Lo strumento della nota di variazione, ai sensi dell’articolo 26, terzo comma, del Dpr 633/1972, potrà essere utilizzato dal fornitore, anche in unico esemplare, per correggere tutte le fatture erroneamente emesse senza l’indicazione “scissione dei pagamenti”.
Sanzioni
Sempre la circolare n. 15/E, considerate le obiettive condizioni di incertezza di una procedura appena avviata, salva i comportamenti attuati prima della sua pubblicazione, cioè prima del 14 aprile scorso, solo quando, però, l’imposta sia stata assolta (tutto ciò, in ossequio alle indicazioni dell’articolo 10, comma 3, della legge 212/2000 – Statuto dei diritti del contribuente).
Pertanto, ove le Amministrazioni pubbliche, dopo il 1° gennaio 2015, abbiano corrisposto al fornitore l’Iva a esse addebitata in relazione a operazioni fatturate a partire dalla medesima data e, a sua volta, il fornitore abbia computato in sede di ordinaria liquidazione, l’imposta incassata dalle Pa, non occorrerà effettuare alcuna variazione.

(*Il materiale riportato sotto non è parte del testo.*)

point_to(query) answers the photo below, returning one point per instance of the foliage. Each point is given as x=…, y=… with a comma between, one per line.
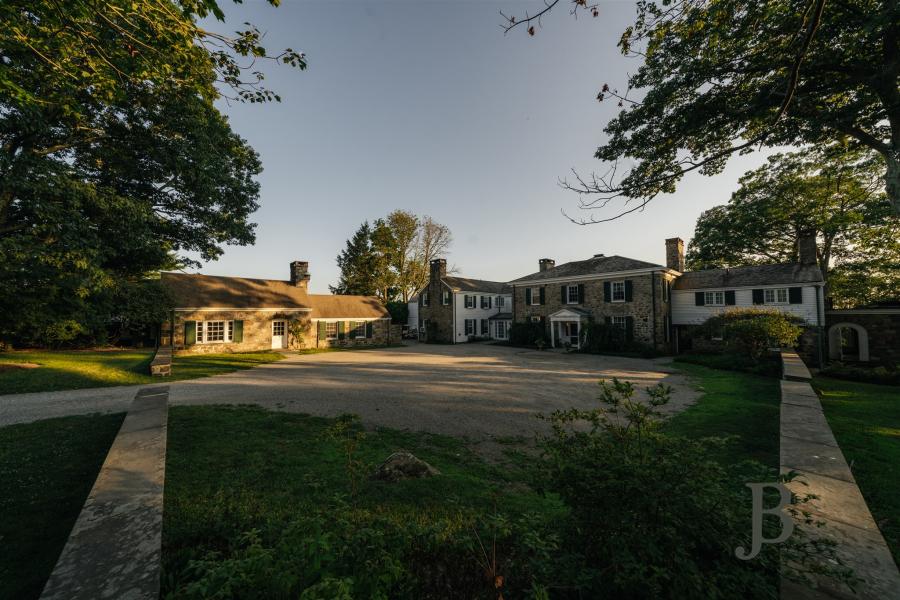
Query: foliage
x=679, y=514
x=753, y=331
x=720, y=78
x=114, y=161
x=865, y=420
x=48, y=468
x=527, y=333
x=881, y=374
x=829, y=192
x=391, y=258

Laddove, tuttavia, la Pa non abbia corrisposto al fornitore l’Iva, da questi erroneamente addebitata, quest’ultimo potrà procedere a “regolarizzare” con l’emissione di apposita nota di variazione (exarticolo 26, terzo comma, del Dpr 633/1972). Al contrario, ove il fornitore abbia erroneamente emesso fattura con l’annotazione “scissione dei pagamenti” lo stesso dovrà correggere il proprio operato ed esercitare la rivalsa nei modi ordinari. In tal caso, le Pa dovranno corrispondere al fornitore l’Iva addebitata.
Una disposizione a regime, invece, è quella relativa ai fornitori, che emettono fattura non contenente l’indicazione “scissione dei pagamenti” o “split payment“: a questi è applicabile la sanzione di cui all’articolo 9, comma 1, del Dlgs 471/1997. Resta salva la non applicazione della predetta sanzione nell’ipotesi in cui il fornitore si sia attenuto alle indicazioni fornite dalla Pa circa la riconducibilità dell’operazione nell’ambito soggettivo di applicazione della scissione dei pagamenti e sempre che l’imposta sia stata assolta, ancorché in modo irregolare.
Concludendo, alle Pa responsabili del versamento all’erario dell’imposta addebitata, nel caso di omesso o ritardato adempimento, è applicabile la sanzione dell’articolo 13 del Dlgs 471/1997. Le somme che la Pa avrebbe dovuto versare saranno riscosse mediante atto di recupero di cui all’articolo 1, comma 421, della legge 311/2004.